Say that a train car sitting on a track is accelerated uniformly along its length if each point on the train car experiences the same positive acceleration $a(t)$ at each time $t$ as measured from the track's frame. (The track is not accelerated --- it remains in the same inertial frame.)
Clearly such an acceleration cannot change the length of the car in the track's frame, so its proper length (which has to be greater than its length in any other frame) must increase. That is, an observer on the moving car must say that the car has stretched. But there is a limit to how much you can stretch a train car, so beyond some velocity the train must snap. The snap should be observable to anyone, including an observer stationary with respect to the track.
Therefore we have what I will call the Curious Phenomenon:
If a train car reaches a sufficiently high velocity as a result of being accelerated uniformly along its length, then the train car must snap.
Note that the statement of the Curious Phenomenon (as opposed to the derivation of that phenomenon) has nothing to do with relativity. Note too that the phenomenon is in principle (though perhaps not in practice?) directly observable.

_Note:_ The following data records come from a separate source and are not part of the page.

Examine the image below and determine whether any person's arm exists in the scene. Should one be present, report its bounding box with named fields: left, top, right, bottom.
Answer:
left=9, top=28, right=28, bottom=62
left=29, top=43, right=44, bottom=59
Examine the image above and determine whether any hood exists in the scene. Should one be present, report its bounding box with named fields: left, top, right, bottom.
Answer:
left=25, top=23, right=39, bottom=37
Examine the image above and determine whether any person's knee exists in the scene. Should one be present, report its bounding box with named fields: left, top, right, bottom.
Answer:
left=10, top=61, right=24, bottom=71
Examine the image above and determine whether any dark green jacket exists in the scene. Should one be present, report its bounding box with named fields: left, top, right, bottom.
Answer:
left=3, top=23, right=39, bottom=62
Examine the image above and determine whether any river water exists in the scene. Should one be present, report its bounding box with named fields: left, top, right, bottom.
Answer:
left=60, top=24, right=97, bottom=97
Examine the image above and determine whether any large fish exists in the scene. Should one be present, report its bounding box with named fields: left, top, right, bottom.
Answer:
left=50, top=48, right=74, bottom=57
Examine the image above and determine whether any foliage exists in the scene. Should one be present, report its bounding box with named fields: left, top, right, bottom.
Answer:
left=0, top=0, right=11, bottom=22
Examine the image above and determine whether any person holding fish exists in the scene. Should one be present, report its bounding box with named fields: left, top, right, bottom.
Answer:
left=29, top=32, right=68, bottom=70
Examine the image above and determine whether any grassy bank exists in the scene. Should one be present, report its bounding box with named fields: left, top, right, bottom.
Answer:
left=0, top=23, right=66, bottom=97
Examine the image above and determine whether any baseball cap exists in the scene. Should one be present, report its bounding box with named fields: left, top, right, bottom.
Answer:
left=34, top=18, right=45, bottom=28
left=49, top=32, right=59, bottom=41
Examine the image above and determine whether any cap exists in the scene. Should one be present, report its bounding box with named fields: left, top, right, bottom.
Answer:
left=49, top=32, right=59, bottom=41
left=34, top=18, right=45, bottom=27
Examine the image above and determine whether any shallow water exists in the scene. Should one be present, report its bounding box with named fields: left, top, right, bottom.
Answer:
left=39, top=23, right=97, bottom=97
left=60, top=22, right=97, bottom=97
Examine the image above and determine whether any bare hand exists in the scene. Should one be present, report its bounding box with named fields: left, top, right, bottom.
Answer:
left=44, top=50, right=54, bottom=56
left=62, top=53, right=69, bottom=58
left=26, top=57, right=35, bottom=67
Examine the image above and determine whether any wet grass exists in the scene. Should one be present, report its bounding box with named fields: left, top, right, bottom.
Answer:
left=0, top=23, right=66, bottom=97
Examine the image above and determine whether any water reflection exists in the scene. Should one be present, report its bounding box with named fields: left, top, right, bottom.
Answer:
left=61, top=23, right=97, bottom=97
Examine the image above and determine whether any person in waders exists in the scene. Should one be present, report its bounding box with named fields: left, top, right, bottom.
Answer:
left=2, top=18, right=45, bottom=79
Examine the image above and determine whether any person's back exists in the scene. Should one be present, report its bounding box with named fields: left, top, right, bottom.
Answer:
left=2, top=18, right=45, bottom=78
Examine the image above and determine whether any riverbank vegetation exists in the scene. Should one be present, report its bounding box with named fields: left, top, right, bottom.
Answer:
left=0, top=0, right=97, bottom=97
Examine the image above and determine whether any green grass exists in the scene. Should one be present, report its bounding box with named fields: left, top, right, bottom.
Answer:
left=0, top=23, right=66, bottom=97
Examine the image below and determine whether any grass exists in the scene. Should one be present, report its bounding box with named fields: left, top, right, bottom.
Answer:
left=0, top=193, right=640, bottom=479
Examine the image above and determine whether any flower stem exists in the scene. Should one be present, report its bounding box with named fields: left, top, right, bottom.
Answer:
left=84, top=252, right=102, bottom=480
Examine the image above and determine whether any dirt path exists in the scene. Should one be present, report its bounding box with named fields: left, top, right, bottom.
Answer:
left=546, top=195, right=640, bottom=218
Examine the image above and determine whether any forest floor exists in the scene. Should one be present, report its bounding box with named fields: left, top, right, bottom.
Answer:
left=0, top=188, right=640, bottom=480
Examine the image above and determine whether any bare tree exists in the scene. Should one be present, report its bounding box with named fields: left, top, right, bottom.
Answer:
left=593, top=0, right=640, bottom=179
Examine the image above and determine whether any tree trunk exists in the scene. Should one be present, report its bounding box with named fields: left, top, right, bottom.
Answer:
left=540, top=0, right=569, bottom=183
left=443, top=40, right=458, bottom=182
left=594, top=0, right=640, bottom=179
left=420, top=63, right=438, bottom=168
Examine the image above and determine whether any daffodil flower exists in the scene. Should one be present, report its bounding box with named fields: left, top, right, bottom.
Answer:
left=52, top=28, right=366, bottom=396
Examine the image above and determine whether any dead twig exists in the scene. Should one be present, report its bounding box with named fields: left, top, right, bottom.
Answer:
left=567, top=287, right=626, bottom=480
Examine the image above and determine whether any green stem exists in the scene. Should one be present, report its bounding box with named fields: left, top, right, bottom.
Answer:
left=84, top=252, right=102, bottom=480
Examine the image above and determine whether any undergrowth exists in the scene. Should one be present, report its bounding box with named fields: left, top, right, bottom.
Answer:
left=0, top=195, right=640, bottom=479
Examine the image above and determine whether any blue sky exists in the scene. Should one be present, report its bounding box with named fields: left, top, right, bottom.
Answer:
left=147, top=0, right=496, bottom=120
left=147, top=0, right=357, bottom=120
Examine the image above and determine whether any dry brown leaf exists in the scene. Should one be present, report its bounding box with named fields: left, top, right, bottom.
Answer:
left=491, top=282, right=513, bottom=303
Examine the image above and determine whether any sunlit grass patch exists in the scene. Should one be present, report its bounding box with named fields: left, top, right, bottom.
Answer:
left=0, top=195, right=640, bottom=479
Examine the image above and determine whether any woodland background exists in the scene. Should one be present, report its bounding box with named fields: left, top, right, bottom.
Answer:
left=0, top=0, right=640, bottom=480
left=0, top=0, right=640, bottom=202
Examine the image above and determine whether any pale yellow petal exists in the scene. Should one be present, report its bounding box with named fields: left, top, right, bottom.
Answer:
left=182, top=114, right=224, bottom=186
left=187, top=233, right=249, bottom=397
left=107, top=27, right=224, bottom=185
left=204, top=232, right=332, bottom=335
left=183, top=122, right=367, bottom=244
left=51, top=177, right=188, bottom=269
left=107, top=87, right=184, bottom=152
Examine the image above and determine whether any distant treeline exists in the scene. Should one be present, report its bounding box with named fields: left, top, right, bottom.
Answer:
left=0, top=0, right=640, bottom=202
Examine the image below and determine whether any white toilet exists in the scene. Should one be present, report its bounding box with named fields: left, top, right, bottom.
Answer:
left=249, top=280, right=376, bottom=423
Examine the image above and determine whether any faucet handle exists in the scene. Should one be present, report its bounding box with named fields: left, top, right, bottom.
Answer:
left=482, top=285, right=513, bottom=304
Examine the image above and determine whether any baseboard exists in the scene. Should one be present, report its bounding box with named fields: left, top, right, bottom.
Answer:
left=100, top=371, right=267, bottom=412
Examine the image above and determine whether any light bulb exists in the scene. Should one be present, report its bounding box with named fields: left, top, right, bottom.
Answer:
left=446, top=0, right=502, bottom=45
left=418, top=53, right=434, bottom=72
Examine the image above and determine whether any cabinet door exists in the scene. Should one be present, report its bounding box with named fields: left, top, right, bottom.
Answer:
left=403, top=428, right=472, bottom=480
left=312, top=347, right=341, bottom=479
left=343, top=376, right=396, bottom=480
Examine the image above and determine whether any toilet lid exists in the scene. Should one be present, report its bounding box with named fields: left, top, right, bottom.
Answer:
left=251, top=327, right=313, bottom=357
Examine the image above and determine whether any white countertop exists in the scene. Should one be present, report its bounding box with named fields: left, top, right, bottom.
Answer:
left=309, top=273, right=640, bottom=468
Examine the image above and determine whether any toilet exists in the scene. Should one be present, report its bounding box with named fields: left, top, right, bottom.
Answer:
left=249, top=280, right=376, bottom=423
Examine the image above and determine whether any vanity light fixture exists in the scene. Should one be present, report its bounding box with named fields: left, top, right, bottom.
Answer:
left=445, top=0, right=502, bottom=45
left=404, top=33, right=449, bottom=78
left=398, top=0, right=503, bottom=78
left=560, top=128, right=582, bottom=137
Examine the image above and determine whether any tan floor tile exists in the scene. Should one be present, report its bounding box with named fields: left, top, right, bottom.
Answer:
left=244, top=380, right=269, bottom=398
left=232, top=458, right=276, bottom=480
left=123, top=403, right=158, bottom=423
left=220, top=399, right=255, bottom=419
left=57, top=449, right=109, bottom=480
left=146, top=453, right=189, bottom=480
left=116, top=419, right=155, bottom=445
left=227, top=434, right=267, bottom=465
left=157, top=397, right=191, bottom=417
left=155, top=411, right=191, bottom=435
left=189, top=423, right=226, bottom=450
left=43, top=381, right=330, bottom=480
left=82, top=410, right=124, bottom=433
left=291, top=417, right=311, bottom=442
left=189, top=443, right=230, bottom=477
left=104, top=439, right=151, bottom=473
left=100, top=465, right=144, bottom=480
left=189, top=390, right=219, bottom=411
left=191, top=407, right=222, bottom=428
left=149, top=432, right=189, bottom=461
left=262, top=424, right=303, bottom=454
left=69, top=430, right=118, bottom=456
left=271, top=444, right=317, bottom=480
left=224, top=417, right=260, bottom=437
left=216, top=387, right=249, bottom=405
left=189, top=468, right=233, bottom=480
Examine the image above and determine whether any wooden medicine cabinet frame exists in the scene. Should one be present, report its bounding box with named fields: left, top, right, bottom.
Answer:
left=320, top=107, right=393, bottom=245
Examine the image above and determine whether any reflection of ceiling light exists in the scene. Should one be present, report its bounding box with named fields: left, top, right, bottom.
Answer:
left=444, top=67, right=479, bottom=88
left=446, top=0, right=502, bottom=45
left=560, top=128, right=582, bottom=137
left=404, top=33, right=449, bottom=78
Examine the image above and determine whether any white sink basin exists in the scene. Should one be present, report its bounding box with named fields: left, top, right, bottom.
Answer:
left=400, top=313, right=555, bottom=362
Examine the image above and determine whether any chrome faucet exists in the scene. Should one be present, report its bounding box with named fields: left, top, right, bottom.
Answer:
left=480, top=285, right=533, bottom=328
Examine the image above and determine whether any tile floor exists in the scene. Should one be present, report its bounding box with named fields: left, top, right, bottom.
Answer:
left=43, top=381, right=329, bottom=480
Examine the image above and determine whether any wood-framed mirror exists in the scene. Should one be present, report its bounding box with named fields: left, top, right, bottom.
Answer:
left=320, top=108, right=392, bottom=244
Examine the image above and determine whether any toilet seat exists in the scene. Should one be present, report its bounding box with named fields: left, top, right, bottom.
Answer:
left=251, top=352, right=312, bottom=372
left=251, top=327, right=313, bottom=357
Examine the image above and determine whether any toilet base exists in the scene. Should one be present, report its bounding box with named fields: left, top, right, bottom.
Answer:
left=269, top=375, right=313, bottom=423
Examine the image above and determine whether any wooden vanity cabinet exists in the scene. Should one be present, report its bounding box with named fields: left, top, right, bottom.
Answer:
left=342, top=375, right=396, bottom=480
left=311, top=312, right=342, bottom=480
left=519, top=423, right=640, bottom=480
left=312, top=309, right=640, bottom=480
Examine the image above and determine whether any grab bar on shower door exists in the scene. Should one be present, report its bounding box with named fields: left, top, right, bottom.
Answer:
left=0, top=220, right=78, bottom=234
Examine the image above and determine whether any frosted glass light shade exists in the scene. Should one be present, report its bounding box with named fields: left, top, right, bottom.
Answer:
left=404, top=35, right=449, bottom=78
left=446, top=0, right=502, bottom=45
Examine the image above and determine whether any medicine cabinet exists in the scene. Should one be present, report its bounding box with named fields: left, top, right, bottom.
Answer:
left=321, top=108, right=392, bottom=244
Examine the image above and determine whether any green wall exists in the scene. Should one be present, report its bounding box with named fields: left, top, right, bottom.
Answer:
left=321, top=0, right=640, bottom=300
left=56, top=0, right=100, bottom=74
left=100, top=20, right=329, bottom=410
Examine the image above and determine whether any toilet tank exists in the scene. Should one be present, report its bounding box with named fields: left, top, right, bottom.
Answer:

This leads me to two questions, which might or might not be the same question in disguise:
Question 1: Is there a clear conceptual explanation of the Curious Phenomenon based on classical mechanics without invoking relativity? Or does one really need relativity to explain this?
Question 2: Suppose we knew nothing about relativity, but had observed the Curious Phenomenon. Would the search for an explanation naturally lead to relativity in the same sense that say, a search for an explanation of the Michelson-Morley phenomenon could naturally lead to relativity?